Foundations support a variety of causes. Some, like Gates, Ford, and Rockefeller, fund diverse projects around the globe. Others target specific issues or are dedicated to a certain geographic region. There are also over 2,000 corporate foundations, many of which support educational and youth-oriented programs.
Government funding and grants
Most schools receive government funding that is designated for specific programs. Check with your administrator or district to see if some of these could fund your WhyTry activities:
- Title I Funds – Schools receive Title I funds if a certain percentage of their students receive free or reduced lunches. Schools have used certain portions of their Title I funds for CC! activities.
- Title II Staff Development Funds – These funds are allocated for professional development. Many schools have used them to attend Character Development Seminars and in-service trainings.
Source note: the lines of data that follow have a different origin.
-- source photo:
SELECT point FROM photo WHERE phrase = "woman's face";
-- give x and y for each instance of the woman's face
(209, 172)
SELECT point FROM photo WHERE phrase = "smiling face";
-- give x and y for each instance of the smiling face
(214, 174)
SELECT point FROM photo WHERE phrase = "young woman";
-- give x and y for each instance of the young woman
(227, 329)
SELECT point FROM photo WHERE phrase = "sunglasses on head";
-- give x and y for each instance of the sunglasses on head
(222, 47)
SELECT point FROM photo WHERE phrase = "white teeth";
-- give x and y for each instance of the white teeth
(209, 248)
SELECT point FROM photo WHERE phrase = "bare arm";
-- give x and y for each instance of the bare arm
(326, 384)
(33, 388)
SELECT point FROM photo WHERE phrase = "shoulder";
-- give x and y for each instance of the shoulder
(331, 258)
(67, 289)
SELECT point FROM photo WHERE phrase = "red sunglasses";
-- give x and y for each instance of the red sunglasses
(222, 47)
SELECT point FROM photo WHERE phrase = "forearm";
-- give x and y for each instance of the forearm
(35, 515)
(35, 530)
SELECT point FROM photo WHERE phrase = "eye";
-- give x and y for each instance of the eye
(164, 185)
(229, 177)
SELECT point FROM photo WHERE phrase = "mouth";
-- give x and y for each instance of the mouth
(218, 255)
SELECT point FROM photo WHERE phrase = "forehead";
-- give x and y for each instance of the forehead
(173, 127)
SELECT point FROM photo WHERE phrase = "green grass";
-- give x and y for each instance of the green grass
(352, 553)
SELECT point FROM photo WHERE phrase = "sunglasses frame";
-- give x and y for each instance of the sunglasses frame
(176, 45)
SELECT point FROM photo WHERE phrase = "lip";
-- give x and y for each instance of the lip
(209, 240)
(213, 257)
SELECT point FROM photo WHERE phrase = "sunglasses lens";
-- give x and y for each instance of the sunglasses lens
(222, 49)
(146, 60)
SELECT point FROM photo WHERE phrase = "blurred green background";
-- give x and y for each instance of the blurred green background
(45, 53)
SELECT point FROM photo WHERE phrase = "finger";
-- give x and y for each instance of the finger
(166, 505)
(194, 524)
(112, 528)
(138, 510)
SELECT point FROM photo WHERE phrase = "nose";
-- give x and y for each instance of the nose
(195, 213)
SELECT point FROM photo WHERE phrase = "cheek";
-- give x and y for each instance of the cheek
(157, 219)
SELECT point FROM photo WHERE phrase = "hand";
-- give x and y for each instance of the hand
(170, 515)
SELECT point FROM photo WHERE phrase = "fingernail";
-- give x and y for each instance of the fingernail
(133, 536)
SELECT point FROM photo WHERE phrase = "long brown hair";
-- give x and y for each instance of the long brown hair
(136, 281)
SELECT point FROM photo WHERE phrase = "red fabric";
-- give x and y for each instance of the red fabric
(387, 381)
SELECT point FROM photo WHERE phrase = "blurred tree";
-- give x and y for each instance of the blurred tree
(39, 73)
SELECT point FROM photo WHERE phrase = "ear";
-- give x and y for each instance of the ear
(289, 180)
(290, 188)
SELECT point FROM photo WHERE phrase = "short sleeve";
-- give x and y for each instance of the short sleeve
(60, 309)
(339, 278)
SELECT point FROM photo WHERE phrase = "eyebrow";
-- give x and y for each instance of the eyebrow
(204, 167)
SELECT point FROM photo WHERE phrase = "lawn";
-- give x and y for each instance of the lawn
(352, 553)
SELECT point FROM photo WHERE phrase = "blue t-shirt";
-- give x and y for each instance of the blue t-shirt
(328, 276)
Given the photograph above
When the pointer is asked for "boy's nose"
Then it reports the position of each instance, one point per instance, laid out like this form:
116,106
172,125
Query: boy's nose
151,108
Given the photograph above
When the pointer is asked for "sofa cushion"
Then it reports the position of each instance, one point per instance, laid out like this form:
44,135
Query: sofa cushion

- Title IV Safe and Drug Free Funds – Title IV created a special set of funds for programs that address drug and violence prevention and promote student wellness. Many large, federally administered grants come from these programs, but schools and school districts often receive Safe and Drug Free funds directly. Each state has different regulations on how these funds are used, but this is often a good starting place to look for funding.
The U.S. Department of Education (DOE) offers grants that can be used for character education. DOE grants are usually limited to Local and State Education Agencies (LEAs and SEAs), but some grants suggest or require involvement with partners in the community.
- See a list of current DOE grant applications, plus a forecast of funding opportunities.
- More about DOE grants –The following resources cover DOE grants that can be used for character education. These grants are particularly time-sensitive, and we suggest working with a grant writer who has experience in writing U.S. DOE grants or at least state department grants.
- Office of Juvenile Justice and Delinquency Prevention – The OJJDP offers grants to community organizations working with at-risk youth. See updated information on funding opportunities.
- Office of Justice Programs – Grant opportunities through the US Department of Justice.
- 21st Century Community Learning Centers – A program focusing on creating community centers and before and after-school programming to improve academic achievement and overall development. Though only one component of the overall program, character education can be included in your proposal to meet grant priorities.
- Gaining Early Awareness and Readiness for Undergraduate Programs (GEAR UP) – A program to prepare underprivileged secondary students for college. Although it is not the main priority of GEAR UP, organizations have successfully coordinated CC! in their grant plans.
- Elementary and Secondary School Counseling Program – A program to help schools start or enhance their counseling program.
- Grants to Reduce Alcohol Abuse – A program for LEAs to develop innovative and effective programs to reduce alcohol abuse in secondary schools.
- Sprint Foundation – Sprint Ahead for Education is a national grant program for character education. It awards grants to school districts ($25,000) and individual schools ($5,000) to fund the purchase of resource materials, supplies, equipment, and software that facilitates and encourages character education among K-12 students. With a national reach, the program is open to all US public schools (K-12) and US public school districts.
- Starbucks Foundation – This program helps young social entrepreneurs improve communities around the world through new ideas, volunteerism and civic action. Grants up to $1,000 are available to programs that help youth develop these skills.